Deux crises sont identifiées dans les versions du modèle en trois périodes. Pour J. Lenoble, la première crise marquerait la fin de « l’Etat-libéral » (Etat-gendarme) et de ses « droit-libertés » (libertés formelles) sous l’impact des revendications sociales (ouvrières, syndicales, socialistes…) . Cette crise fait basculer l’histoire vers la seconde période, celle de l' »Etat social » (Etat-providence) caractérisé par ses « droits-créances » et un droit qui définit de plus en plus des buts à atteindre et, de ce fait, augmente les marges de manœuvre des appareils publics chargés de mettre en oeuvre les programmes ainsi définis . Comme l’a fortement souligné R. Mayntz , la mise en oeuvre devient aléatoire révélant de nouveau les faiblesses des moyens d’action étatique à travers une seconde crise de gouvernabilité . Cette crise actuelle montre l’inefficacité du droit classique face à une complexité sociale qui fragilise toute volonté d’encadrer les comportements dans des normes générales déterminées . L’inadéquation de ce moyen d’action fait apparaître, par contraste, l’intérêt d’alternatives partenariales perçues comme des indices de l’évolution d’ensemble. « En termes savants, indique ainsi P. Le Galès, le développement du partenariat public-privé peut être interprété comme un indicateur des problèmes de gouvernance, voire de “gouvernance polycentrique” en Europe ».

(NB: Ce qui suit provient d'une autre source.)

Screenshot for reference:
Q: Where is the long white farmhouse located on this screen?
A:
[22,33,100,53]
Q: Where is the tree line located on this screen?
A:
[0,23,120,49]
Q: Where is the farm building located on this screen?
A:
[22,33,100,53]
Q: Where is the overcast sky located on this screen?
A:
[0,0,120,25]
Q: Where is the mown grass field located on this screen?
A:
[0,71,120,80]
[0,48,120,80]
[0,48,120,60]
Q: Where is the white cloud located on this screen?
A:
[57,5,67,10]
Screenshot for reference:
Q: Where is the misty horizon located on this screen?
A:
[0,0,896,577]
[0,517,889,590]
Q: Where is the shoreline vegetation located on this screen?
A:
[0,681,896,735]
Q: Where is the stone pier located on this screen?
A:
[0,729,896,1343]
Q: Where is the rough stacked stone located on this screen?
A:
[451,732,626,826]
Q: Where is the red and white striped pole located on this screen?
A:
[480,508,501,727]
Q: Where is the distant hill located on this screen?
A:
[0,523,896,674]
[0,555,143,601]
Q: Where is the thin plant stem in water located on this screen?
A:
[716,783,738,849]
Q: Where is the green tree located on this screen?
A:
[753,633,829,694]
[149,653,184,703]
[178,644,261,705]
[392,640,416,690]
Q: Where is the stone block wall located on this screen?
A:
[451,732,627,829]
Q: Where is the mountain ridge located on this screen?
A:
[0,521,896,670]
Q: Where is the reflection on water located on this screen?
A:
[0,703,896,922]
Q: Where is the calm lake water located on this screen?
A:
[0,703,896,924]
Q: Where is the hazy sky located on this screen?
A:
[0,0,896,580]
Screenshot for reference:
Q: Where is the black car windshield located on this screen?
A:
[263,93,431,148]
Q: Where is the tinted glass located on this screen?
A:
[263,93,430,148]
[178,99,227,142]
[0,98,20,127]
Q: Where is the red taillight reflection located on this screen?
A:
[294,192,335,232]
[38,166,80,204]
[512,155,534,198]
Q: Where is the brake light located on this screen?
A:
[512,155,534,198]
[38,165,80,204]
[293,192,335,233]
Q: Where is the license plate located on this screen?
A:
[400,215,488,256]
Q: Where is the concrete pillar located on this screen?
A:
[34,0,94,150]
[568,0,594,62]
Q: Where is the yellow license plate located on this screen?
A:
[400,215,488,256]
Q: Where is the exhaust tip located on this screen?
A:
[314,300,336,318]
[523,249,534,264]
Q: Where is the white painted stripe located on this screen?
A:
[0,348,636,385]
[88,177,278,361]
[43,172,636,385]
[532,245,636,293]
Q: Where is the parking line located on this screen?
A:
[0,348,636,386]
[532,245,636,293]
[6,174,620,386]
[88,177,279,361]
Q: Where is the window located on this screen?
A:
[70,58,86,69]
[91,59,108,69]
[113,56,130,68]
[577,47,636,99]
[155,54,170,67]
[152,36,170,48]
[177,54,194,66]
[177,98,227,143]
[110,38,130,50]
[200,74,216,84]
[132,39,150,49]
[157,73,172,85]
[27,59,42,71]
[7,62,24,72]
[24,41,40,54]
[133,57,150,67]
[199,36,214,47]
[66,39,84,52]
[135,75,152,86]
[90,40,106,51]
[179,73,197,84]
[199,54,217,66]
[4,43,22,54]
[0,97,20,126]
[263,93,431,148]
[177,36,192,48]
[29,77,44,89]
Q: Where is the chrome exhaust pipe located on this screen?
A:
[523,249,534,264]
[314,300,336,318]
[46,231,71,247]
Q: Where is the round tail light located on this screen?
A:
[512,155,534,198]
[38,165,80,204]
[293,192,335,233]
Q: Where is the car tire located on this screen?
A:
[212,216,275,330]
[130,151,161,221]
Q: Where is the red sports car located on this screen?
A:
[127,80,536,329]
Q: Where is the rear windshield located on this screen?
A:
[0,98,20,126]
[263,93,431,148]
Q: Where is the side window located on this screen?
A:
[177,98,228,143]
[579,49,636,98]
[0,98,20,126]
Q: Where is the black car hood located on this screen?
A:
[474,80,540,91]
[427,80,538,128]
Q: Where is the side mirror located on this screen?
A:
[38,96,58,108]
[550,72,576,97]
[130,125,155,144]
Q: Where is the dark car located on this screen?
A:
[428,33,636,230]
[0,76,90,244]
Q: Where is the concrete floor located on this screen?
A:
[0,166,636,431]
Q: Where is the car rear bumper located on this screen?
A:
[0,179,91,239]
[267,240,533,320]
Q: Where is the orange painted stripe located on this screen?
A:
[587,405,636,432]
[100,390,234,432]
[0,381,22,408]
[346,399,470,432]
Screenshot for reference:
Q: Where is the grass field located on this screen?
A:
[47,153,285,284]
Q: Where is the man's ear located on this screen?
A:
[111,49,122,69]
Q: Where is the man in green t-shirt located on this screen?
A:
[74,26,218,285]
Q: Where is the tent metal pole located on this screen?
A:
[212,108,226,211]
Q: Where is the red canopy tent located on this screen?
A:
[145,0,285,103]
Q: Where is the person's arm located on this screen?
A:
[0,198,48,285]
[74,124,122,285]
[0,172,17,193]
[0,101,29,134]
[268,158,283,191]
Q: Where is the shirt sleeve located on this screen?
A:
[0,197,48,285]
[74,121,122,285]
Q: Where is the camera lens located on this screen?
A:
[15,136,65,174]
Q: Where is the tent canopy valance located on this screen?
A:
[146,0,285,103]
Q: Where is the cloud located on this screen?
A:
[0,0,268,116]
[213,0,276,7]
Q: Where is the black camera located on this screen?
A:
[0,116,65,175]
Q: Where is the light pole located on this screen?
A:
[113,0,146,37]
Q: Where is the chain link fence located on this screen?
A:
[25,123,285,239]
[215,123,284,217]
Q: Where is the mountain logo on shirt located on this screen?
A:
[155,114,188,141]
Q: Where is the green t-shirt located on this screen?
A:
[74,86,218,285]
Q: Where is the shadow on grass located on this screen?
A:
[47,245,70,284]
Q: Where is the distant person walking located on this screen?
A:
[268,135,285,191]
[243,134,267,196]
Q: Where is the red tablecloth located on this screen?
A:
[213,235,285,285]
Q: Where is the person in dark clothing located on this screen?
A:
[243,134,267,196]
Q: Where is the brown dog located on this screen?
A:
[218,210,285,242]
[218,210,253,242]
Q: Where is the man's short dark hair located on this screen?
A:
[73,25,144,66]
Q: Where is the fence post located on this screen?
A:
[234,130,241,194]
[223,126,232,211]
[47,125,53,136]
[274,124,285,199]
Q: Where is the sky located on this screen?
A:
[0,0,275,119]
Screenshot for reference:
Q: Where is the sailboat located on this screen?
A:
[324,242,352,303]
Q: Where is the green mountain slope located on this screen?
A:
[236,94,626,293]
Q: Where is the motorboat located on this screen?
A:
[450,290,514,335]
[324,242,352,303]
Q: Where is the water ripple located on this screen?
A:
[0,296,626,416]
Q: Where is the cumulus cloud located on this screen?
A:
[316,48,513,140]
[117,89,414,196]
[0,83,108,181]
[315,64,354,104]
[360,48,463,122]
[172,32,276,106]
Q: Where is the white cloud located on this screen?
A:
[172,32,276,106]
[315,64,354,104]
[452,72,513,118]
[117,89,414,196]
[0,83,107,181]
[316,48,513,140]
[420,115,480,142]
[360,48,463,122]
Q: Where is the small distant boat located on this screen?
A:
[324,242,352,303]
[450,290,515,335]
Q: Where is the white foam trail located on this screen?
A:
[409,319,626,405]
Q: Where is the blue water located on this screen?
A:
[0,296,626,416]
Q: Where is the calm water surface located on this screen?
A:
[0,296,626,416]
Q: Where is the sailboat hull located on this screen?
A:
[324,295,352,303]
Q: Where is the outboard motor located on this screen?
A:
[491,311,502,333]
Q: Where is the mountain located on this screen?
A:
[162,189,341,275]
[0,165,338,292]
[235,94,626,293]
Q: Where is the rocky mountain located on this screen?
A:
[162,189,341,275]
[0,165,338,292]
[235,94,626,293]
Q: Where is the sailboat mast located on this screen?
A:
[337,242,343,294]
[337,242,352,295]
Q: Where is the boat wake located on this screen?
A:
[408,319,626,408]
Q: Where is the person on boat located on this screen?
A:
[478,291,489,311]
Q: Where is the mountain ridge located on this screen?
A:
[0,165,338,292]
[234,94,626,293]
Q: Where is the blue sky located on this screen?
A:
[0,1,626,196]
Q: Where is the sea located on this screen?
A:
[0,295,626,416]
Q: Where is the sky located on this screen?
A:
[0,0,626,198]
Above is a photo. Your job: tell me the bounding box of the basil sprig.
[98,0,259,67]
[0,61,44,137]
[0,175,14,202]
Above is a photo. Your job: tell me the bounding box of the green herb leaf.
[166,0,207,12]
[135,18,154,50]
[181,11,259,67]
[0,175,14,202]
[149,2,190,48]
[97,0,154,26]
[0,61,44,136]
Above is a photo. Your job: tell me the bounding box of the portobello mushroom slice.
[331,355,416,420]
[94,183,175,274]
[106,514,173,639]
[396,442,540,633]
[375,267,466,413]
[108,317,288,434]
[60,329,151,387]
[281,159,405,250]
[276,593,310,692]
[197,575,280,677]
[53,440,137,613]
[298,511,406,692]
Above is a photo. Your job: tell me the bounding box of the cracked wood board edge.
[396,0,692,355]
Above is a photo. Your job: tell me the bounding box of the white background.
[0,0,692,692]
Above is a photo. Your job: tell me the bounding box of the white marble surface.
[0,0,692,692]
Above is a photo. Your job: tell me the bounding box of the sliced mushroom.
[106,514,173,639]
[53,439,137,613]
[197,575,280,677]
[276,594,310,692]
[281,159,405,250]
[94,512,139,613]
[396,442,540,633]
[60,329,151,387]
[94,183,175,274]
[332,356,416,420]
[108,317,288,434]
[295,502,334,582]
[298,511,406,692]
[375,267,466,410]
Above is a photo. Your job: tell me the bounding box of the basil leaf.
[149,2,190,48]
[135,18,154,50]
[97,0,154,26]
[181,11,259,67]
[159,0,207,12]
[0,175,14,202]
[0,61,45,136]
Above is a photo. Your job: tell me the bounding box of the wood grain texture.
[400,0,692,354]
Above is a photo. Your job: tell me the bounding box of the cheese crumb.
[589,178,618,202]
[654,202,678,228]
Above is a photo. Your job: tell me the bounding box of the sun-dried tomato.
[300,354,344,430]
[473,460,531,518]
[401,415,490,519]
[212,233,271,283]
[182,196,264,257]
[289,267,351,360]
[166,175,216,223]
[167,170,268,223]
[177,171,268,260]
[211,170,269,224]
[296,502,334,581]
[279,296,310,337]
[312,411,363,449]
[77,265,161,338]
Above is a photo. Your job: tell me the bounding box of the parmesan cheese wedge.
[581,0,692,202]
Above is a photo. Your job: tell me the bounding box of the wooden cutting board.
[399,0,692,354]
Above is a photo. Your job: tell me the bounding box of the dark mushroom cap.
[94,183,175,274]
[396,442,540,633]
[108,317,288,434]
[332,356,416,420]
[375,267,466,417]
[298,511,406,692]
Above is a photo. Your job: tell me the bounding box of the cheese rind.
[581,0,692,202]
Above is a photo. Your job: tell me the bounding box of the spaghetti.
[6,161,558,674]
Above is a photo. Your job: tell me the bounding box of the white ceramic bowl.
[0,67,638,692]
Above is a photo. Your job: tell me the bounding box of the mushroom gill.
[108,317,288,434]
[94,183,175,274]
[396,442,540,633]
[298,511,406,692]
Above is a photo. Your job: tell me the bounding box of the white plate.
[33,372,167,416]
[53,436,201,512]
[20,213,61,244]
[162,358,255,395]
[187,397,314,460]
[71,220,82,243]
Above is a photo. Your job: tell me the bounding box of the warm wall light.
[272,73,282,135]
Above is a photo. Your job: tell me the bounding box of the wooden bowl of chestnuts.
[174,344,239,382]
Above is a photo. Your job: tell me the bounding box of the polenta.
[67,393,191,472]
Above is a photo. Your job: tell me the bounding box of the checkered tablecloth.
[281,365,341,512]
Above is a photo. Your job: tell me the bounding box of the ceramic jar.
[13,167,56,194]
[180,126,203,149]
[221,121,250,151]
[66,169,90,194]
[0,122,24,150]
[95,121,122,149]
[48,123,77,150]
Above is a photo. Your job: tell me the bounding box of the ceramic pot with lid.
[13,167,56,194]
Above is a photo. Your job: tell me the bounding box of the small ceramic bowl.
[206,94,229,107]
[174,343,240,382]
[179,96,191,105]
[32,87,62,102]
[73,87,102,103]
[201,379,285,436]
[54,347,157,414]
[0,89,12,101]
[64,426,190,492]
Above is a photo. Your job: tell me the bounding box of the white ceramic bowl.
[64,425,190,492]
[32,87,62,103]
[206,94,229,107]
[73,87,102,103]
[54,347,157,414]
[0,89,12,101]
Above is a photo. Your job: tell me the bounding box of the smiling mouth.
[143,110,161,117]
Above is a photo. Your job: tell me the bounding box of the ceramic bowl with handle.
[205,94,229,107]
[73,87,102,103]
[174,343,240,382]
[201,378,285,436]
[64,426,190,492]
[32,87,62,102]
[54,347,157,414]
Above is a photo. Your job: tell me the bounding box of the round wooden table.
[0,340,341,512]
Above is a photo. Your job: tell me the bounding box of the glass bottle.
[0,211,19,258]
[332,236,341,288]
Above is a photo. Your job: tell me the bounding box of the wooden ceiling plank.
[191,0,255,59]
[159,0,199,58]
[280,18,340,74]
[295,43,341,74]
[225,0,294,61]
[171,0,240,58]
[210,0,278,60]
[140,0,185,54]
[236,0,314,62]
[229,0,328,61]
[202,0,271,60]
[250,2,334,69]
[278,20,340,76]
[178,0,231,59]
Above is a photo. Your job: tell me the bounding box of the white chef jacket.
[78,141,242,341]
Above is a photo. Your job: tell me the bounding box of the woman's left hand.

Quelle que soit la périodisation retenue, la crise actuelle suscite le plus de recherches. Elle révèle l’inefficacité du droit contraignant et coercitif : « c’est sur ce droit-là, note G. Timsit, avec ce droit-là, qu’ont vécu longtemps et encore maintenant, le plus largement, les Etats modernes. (…). Abstrait et désincarné, il ne répond plus aux exigences de la gestion des sociétés post-modernes. » Sociologies du droit et des organisations confirment leurs observations respectives : le droit-réglementation est constitutif du système bureaucratique qui, selon M. Crozier, ne connaît que la crise comme mode de changement . Résultat chaotique de dysfonctionnements internes . D’un point de vue organisationnel aussi, la crise actuelle marque donc la fin d’une période et le début d’une autre. Ce basculement historique prend forme sur une période assez longue : « la crise, qui a commencé à se dessiner dès les années 1950, tend à devenir de plus en plus aiguë » . Le système peut résister au changement , mais il ne fait alors qu’aggraver des difficultés cumulatives (dysfonctionnements, inadaptation) jusqu’à un point de rupture inéluctable . Au maximum de tension entre le conformisme du système et l’évolution de la société, la mutation ne peut être que brutale et non plus graduelle..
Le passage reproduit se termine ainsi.